ツナが、そばにと望んでくれているのが嬉しいし、応えたい。けれど、自分の身には様々な柵と縁が結び付いていて、即答はできない。

「最近ちょっと忙しかったからわがまま出た。へへ」
「……」
「名前?」
「わがままじゃない、よ。ツナ。誕生日、毎年、こんなので申し訳ないよ。嬉しいのに、すぐうんって言えなくて、ごめんって思う。嬉しいのに」

欲しいものは全部あげたい。なのに、いいよって軽口を叩くことすらできなくてごめん。いっそ未来も環境も見ず盲目的にツナだけ見ていれたら良いのに、怖がりでごめんなさい。
せっかくの誕生日なのに。

「イタリアはすぐ行けないけど、でも!欲しいものがあったら言って。本当に。そりゃ、ツナみたいに稼いでないけど、頑張るから。出せるものなら、なんでもあげたいって思うよ。ーーすきだから」

大事なおめでたい日に暗い気持ちにさせたくないし、気まずい雰囲気になりたくもない。どうか伝わりますように、と並べる言葉はしっちゃかめっちゃかだけど、聞いてくれると信じている。心を見てくれる人だと知っている。
勢いと、ちゃんと意思を伝えなくちゃと思って、普段はなかなか言えない言葉を、突き出すように口から滑り落とした。羞恥を感じる体と脳は置き去りにして、心のままに。遅れて、ドクドクと心臓が脈打ちじわりと汗が滲む。
顔が見れなくなって、代わりに、ぎゅう、と彼の手を握る自分の両手を見た。

「……アー」
「……すきだよ、すきなんだもん」
「エッ!泣いてる!?泣かないでよ名前、怒ってないよ俺!」

壊れた蛇口みたいに、好きを繰り返しながら、瞳から溢れてぼたぼた落ちていく涙を見つめる。怖いと好きとごめんが暴れ回って、涙腺を蹴っ飛ばしている。
あたふたするツナが、幼い時から見せる彼の一面であることに少し安心して、緩急をつけて手を何度も握り直した。大丈夫だと言いたいのが伝わったのか、慌てるのをやめて、きゅ、と手を握り返してくる。

「……俺、欲しいものあるよ」

ツナはそう言って、大人になってから普段着となったカジュアルスーツの内側から、小さな何かを取り出した。
握ったままの両手を離すよう、指でタップされ促される。名残惜しい温もりとお別れをし、一度引っ込めて、差し出された拳を受け止めるように、お椀の形にする。ぱ、と開いた拳から、何かが落ちてきた。小さくて軽い。
無意識に覗き込む体勢になって追い掛けると、丸い輪がそこにあった。

「ーーな、なんで、私の誕生日でもない、」
「だって、もらって嬉しいのは俺だろ。これが今、一番欲しい」

動揺のあまり飛び出た無粋な質問は無かったことにして、ツナは言った。

「名前が欲しい。
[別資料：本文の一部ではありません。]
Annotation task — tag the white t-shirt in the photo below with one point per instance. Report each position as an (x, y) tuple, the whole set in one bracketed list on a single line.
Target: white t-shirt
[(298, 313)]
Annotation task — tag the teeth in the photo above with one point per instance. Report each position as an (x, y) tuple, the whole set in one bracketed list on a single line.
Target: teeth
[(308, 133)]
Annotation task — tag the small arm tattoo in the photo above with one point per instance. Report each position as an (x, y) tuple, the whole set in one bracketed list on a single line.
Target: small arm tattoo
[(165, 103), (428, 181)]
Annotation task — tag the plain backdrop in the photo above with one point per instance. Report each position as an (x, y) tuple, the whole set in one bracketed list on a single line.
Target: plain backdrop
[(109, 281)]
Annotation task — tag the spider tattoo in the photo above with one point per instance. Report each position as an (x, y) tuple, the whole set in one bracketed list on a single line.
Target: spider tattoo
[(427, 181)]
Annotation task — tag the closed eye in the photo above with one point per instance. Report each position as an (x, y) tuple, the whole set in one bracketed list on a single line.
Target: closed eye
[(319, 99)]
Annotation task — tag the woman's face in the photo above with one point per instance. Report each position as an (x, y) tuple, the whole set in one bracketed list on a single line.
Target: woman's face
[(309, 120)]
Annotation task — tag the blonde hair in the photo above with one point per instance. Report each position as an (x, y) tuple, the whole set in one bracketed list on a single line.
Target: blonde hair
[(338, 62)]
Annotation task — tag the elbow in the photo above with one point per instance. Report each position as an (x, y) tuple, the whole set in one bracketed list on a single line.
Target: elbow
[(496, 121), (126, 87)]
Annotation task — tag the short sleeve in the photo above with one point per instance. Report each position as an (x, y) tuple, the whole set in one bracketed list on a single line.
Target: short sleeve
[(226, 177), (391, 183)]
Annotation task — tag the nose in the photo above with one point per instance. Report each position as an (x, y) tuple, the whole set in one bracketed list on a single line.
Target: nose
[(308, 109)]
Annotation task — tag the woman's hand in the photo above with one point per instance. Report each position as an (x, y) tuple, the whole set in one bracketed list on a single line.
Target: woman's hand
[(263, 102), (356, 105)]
俺と結婚してください」

不意打ちすぎた。
社会人として雲の上の世界に住んでいる人が、夜景の見えるレストランを予約してとか、どこかへ連れ出した先でとか、単純に、プロポーズをするのなら凝ったやり方でやると思い込んでいた。月数万円のマンションの一室の床の上で、彼の誕生日に言われるなんて、予想していなかった。
ころん、と手のひらの上で輝く細い指輪。

「……イタリア、すぐ行けないよ?」
「うん。俺もできれば日本にいたいから、どうにか頑張るつもり」
「日本にいられるの?」
「分からないけど、仕事の本拠地をこっちに移せないか考えてる」
「いいの?」
「いいよ」
「後悔しない?」
「俺は後悔しない生き方をしてるよ」

いつまでも童顔だと揶揄される、大きな瞳が柔らかい色を灯していた。触れずともあたたかい、彼の命と心の温度。
ぼろ、と涙が落ちた。

「な"!?名前、俺タイミングまずったかな……!?」
「ちがう」
「名前があんなに優しく労ってくれるから、誕生日だけじゃなく毎日がいいなーとか!思っちゃったんだよ!そしたらイタリアに誘ってくれるのは嬉しいとか、好きだとか名前が言うから!つまりこれってプロポーズしなくても実質成立してる、ってことはあとは証言だけ、って思ったら言っちゃったんだよ!」

一通り、わっと吐き出しながら、ツナはわざと情けない声で力説した。その姿に涙を滲ませつつも、笑いをこぼしてしまう。
ーー本当に優しいひと。だから好きになった。
ツナに対して、申し訳ないと縮こまっていた心が解される。
ふふ、と息をもらしていると、その指輪を掬う形の両手を、彼の手が下から支えて包み込んだ。

「……やっと笑ってくれた。名前」

泣き笑いでぐしゃぐしゃな、人に見せられない顔をしているに違いないのに、ツナは嬉しそうに微笑む。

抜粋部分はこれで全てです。